Scientists are studying an object that's tumbling through our solar system to see if it's a disabled alien spaceship.
You read that right.
Unlike other asteroids, this object — called 'Oumuamua — is cigar-shaped and is twirling through space unlike any mankind has seen before.
"Researchers working on long-distance space transportation have previously suggested that a cigar or needle shape is the most likely architecture for an interstellar spacecraft, since this would minimize friction and damage from interstellar gas and dust," the astronomical group Breakthrough Listen said in a news release.
According to an article in Scientific American, "That would mean it is like no asteroid ever seen before, instead resembling the collision-minimizing form favored in many designs for notional interstellar probes."
"While a natural origin is more likely, there is currently no consensus on what that origin might have been, and Breakthrough Listen is well positioned to explore the possibility that 'Oumuamua could be an artifact," the exploration group, which is funded by billionaire Yuri Milner, said in its release.
Researchers at the University of Hawaii discovered the object in October as it passed earth at about 85 times the distance to the Moon – a stone's throw, in astronomical terms, Breakthrough Listen said in its statement.
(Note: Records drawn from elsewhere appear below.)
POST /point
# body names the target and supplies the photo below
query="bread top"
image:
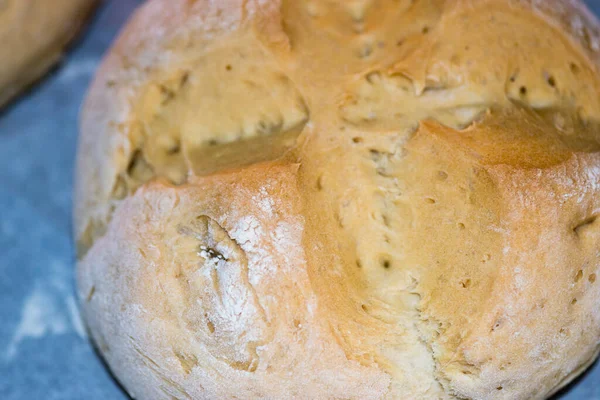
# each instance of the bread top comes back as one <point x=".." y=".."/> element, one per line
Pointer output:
<point x="33" y="35"/>
<point x="438" y="163"/>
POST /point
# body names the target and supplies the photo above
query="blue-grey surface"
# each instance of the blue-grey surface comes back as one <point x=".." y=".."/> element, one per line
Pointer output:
<point x="44" y="352"/>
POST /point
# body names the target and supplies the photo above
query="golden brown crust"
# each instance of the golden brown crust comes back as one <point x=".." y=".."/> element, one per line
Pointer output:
<point x="399" y="197"/>
<point x="34" y="35"/>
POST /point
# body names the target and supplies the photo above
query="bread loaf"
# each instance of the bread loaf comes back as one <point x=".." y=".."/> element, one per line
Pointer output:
<point x="33" y="37"/>
<point x="327" y="199"/>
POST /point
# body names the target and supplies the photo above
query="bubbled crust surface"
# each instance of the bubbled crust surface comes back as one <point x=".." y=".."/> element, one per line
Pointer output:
<point x="33" y="36"/>
<point x="326" y="199"/>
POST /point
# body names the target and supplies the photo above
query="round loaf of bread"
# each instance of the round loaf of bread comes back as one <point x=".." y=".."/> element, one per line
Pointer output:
<point x="33" y="37"/>
<point x="327" y="199"/>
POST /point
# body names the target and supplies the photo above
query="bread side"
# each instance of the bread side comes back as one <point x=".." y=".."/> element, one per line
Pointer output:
<point x="438" y="159"/>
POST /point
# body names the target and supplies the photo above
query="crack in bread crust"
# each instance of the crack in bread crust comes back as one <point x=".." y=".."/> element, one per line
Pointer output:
<point x="369" y="199"/>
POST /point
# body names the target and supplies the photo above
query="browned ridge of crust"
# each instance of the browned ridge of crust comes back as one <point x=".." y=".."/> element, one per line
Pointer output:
<point x="370" y="199"/>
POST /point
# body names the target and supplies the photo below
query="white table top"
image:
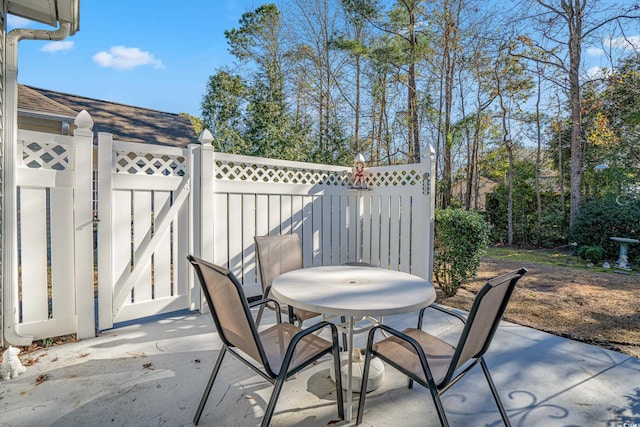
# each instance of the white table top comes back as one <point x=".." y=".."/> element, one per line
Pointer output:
<point x="353" y="290"/>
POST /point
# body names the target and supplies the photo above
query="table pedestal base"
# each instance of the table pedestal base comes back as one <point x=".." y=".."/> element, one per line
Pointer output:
<point x="376" y="373"/>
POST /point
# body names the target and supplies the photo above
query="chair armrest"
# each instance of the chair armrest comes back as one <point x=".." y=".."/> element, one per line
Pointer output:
<point x="442" y="309"/>
<point x="304" y="332"/>
<point x="265" y="301"/>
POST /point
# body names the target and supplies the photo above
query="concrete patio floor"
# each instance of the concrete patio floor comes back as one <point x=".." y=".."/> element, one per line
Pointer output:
<point x="153" y="374"/>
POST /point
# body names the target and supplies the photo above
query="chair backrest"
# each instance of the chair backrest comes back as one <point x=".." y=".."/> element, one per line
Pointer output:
<point x="483" y="319"/>
<point x="229" y="308"/>
<point x="277" y="255"/>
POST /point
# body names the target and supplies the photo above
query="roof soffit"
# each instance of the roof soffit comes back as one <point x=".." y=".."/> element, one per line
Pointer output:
<point x="48" y="12"/>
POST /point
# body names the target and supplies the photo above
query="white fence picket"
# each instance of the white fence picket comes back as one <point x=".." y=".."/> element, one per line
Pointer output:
<point x="150" y="220"/>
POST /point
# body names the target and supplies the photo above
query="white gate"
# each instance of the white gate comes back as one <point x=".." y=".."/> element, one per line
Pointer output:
<point x="157" y="204"/>
<point x="52" y="288"/>
<point x="143" y="230"/>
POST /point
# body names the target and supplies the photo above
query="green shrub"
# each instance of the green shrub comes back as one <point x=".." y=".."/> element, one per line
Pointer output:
<point x="601" y="219"/>
<point x="591" y="253"/>
<point x="461" y="238"/>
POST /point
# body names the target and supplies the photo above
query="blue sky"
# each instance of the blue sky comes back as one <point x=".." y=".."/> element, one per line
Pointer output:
<point x="156" y="55"/>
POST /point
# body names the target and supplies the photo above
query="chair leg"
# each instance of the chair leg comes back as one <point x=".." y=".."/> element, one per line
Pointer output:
<point x="207" y="390"/>
<point x="338" y="369"/>
<point x="494" y="391"/>
<point x="363" y="386"/>
<point x="439" y="408"/>
<point x="259" y="316"/>
<point x="343" y="320"/>
<point x="277" y="388"/>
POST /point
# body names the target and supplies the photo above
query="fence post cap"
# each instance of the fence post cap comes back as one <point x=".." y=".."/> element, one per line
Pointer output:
<point x="83" y="120"/>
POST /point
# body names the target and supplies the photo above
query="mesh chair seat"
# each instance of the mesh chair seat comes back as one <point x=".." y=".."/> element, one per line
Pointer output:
<point x="279" y="254"/>
<point x="276" y="353"/>
<point x="438" y="353"/>
<point x="276" y="340"/>
<point x="436" y="364"/>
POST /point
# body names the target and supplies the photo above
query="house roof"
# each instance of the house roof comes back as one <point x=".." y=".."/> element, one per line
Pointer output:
<point x="125" y="122"/>
<point x="32" y="101"/>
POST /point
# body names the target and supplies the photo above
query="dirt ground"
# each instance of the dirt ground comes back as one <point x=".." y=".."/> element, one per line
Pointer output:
<point x="584" y="305"/>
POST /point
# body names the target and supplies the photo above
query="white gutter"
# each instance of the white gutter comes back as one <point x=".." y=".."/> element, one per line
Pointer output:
<point x="10" y="157"/>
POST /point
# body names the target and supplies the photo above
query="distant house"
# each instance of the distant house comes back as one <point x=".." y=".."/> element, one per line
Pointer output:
<point x="54" y="112"/>
<point x="485" y="186"/>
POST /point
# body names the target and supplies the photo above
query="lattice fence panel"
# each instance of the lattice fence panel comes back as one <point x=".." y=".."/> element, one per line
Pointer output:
<point x="393" y="178"/>
<point x="42" y="155"/>
<point x="133" y="163"/>
<point x="231" y="171"/>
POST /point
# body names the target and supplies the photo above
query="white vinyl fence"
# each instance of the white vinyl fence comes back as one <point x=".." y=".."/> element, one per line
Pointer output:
<point x="158" y="204"/>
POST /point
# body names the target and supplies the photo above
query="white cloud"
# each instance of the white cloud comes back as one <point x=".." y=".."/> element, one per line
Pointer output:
<point x="595" y="51"/>
<point x="126" y="58"/>
<point x="596" y="72"/>
<point x="57" y="46"/>
<point x="18" y="22"/>
<point x="620" y="43"/>
<point x="625" y="43"/>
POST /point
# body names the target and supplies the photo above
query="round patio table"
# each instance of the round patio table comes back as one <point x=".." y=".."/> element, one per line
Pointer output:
<point x="354" y="291"/>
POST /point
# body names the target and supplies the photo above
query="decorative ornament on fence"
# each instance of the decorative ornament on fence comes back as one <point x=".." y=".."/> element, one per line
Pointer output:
<point x="359" y="165"/>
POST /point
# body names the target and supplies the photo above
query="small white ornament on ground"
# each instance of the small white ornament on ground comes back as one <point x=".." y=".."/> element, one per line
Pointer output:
<point x="11" y="366"/>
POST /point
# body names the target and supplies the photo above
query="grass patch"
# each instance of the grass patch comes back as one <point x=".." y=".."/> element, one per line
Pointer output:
<point x="538" y="256"/>
<point x="546" y="257"/>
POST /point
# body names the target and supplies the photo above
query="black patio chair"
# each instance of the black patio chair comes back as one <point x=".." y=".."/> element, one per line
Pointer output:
<point x="278" y="254"/>
<point x="436" y="364"/>
<point x="280" y="351"/>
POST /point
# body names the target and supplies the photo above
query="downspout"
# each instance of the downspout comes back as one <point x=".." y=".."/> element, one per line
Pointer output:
<point x="11" y="155"/>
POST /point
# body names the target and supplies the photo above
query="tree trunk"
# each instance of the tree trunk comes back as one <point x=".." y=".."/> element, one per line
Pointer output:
<point x="575" y="14"/>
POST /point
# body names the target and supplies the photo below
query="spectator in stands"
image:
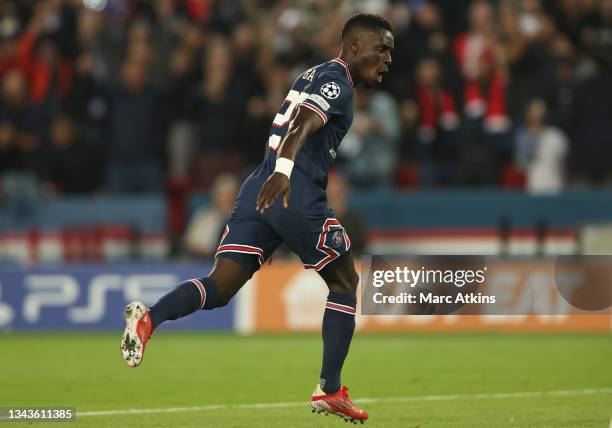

The name 'Oumuamua is Hawaiian for "first messenger."
The object looped around the sun and is now halfway to Jupiter, according to Scientific American, and is getting out of reach of the most powerful telescopes.
'Oumuamua is about is about a quarter of a mile long and 260 feet wide and has traveled at speeds of up to 196,000 mph.
"So far there are few if any wholly satisfactory explanations as to how such an extremely elongated solid object could naturally form, let alone endure the forces of a natural high-speed ejection from a star system—a process thought to involve a wrenching encounter with a giant planet," says the Scientific American article.
On Wednesday afternoon, Breakthrough Listen planned to aim a huge telescope in West Virginia at 'Oumuamua for 10 hours.
"With our equipment ... we can detect a signal the strength of a mobile phone coming out of this object," Milner says. "We don't want to be sensational in any way, and we are very realistic about the chances this is artificial, but because this is a unique situation we think mankind can afford 10 hours of observing time using the best equipment on the planet to check a low-probability hypothesis."